In a universe as vast as it is mysterious, a small but powerful force has existed for centuries. Protectors of peace and justice, they are called the Green Lantern Corps. A brotherhood of warriors sworn to keep intergalactic order, each Green Lantern wears a ring that grants him superpowers. But when a new enemy called Parallax threatens to destroy the balance of power in the Universe, their fate and the fate of Earth lie in the hands of their newest recruit, the first human ever selected: Hal Jordan.
Hal is a gifted and cocky test pilot, but the Green Lanterns have little respect for humans, who have never harnessed the infinite powers of the ring before. But Hal is clearly the missing piece to the puzzle, and along with his determination and willpower, he has one thing no member of the Corps has ever had: humanity. With the encouragement of fellow pilot and childhood sweetheart Carol Ferris (Blake Lively), if Hal can quickly master his new powers and find the courage to overcome his fears, he may prove to be not only the key to defeating Parallax…he will become the greatest Green Lantern of all.
Rating: ** 1/2
Superhero films, in their dark, young days, were simple, showed no moral or intellectual depth and relied simply on the hero to save the day, or the world, or something in between. Things have changed a lot since then. Sadly, the writers of the "Green Lantern" seem to be caught in a time wrap writing a film that is cool visually, not otherwise.
An irresponsible test pilot suddenly discovers himself to be the chosen one for the `honour` and `responsibility` of carrying on the legacy of the Green Lantern, an intergalactic peace force. When a evil that grows stronger on people`s fears, threatens the universe and earth, he has to get over his irresponsibility and fear too, well, to save the day.
The metaphor of the film is good, that just because you are afraid does not mean you are weak, and that one needs to grow above one`s fears to truly achieve the impossible odds. Yet, the way it is done is too simple and literal.
Joe Dante`s little recognised recent children`s horror film, "The Hole", seems to be able to do a better job with the same metaphor.
Those who know the characters of the "Green Lantern" would love that the film stays true to its comic book. However, that also becomes its main weakness. It is not necessary that what works on paper with still images would also work on screen with moving photos.

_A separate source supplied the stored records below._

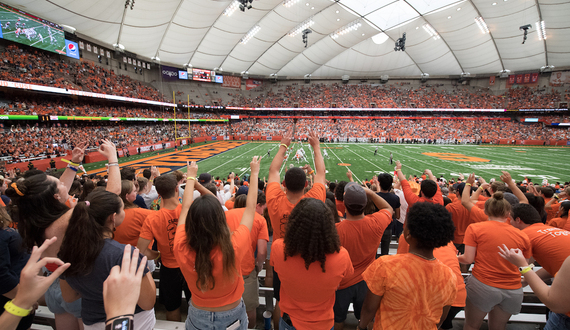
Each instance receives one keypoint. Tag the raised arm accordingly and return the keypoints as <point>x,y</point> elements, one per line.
<point>251,202</point>
<point>506,178</point>
<point>191,172</point>
<point>465,198</point>
<point>554,297</point>
<point>76,157</point>
<point>278,159</point>
<point>108,149</point>
<point>320,176</point>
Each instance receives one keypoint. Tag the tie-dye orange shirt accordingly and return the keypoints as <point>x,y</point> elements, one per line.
<point>413,290</point>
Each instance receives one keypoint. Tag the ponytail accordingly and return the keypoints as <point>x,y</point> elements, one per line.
<point>85,234</point>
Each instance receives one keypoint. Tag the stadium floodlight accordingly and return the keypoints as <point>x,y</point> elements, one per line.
<point>250,34</point>
<point>541,30</point>
<point>290,3</point>
<point>431,31</point>
<point>231,8</point>
<point>481,24</point>
<point>301,27</point>
<point>353,26</point>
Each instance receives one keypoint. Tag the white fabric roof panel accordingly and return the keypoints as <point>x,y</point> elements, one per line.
<point>196,31</point>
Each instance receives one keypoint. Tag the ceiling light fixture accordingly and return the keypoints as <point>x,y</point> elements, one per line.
<point>353,26</point>
<point>231,8</point>
<point>431,31</point>
<point>250,34</point>
<point>299,28</point>
<point>289,3</point>
<point>541,30</point>
<point>481,24</point>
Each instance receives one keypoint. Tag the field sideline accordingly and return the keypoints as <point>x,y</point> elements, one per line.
<point>537,163</point>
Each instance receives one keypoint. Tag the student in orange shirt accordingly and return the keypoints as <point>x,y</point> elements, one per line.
<point>161,226</point>
<point>494,288</point>
<point>413,290</point>
<point>311,264</point>
<point>429,190</point>
<point>360,235</point>
<point>129,231</point>
<point>550,246</point>
<point>251,265</point>
<point>210,255</point>
<point>280,203</point>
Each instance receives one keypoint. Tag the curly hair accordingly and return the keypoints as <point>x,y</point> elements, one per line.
<point>430,224</point>
<point>311,233</point>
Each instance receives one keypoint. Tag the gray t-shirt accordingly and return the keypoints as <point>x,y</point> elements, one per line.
<point>90,286</point>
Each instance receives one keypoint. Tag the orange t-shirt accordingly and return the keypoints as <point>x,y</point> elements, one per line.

Thus, while the film will enthrall comic book fans, it will disappoint moviegoers.
Once superhero films were about good and bad. But in a world where the lines of good and bad are blurred, to make a simple superhero like this is a waste of viewers` time, unless of course "Green Lantern" were marketed as a film for 12-year-old.
Also, since Christopher Nolan`s "Dark Knight" (actually even before that, most notably Spiderman), and the comic superhero caper, "Kick Ass", the rules of superhero engagement and even their villains, and humour in them, have changed. They no longer want the hero to merely come in and save the day, but have oodles of self doubt and conflict, which our "Green Lantern" does have. But there`s no shade of darkness and extreme emotional conflict of, say, even Bryan Singer`s sedated "Superman Returns", or even the cuteness and humour of a "Kiss Ass" or the low budget "Defendor".
There are no decent subplots. Not enough space is given to other interesting characters, like "Green Lantern`s" tutors and worst of all Ryan Reynolds, whose versatility has been proved in many low budget outings previously, has been grossly unutilised. He merely looks like a beefed up version of himself, and not a serious intergalactic superhero.
Yet, its visual effects are enthralling and if you consider another green, misguided, superhero flick earlier this year called "Green Hornet", you`ll realise it is not half as bad. However, that in itself may not be good enough for the audience.
Watch director Martin Campbell`s previous film, "The Edge of Darkness" instead.